L’accord sanitaire entre USA et la RDC exige que le Congo partage avec les américains des données médicales pathogènes qui pourraient être utilisées par des sociétés de biotechnologie américaines pour développer des vaccins

Africa Intelligence a eu accès au protocole d’accord conclu en février entre l’administration de Donald Trump et l’exécutif de Félix Tshisekedi. S’il vise à renforcer le système de santé congolais, cet accord pourrait bénéficier aux sociétés de biotechnologie américaines.

 L’accord sanitaire de 1,2 milliard de dollars entre Washington et la République démocratique du Congo (RDC) contient des clauses restrictives qui confèrent aux États-Unis un contrôle important sur les données médicales et pathogènes de la RDC .

Bien qu’officiellement conçu pour lutter contre des maladies comme le VIH/SIDA et le paludisme, des rapports d’enquête d’Africa Intelligence révèlent que le pacte contient des clauses restrictives « cachées » qui conditionnent le financement de la santé à la sécurité nationale américaine, à l’accès aux ressources minières et à la souveraineté des données médicales .

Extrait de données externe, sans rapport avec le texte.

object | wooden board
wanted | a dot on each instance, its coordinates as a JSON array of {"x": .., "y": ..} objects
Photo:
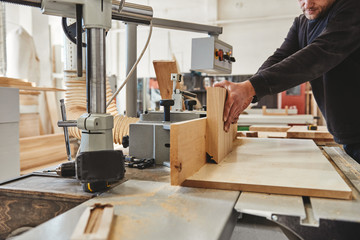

Partage obligatoire avec les USA des échantillons physiques et des données génétiques de tout agent pathogène détecté présentant un potentiel épidémique dans les cinq jours suivant sa découverte

Deux des trois accords signés imposent explicitement le partage des ressources biologiques.La RDC doit partager les échantillons physiques et les données de séquençage génétique de tout agent pathogène détecté présentant un potentiel épidémique dans les cinq jours suivant sa découvertes. Cet accord, signé le 26 février 2026, s’inscrit dans le cadre d’une stratégie mondiale de santé plus vaste, dite « L’Amérique d’abord », qui, selon ses détracteurs, privilégie les intérêts commerciaux américains au détriment de la souveraineté sanitaire africaine.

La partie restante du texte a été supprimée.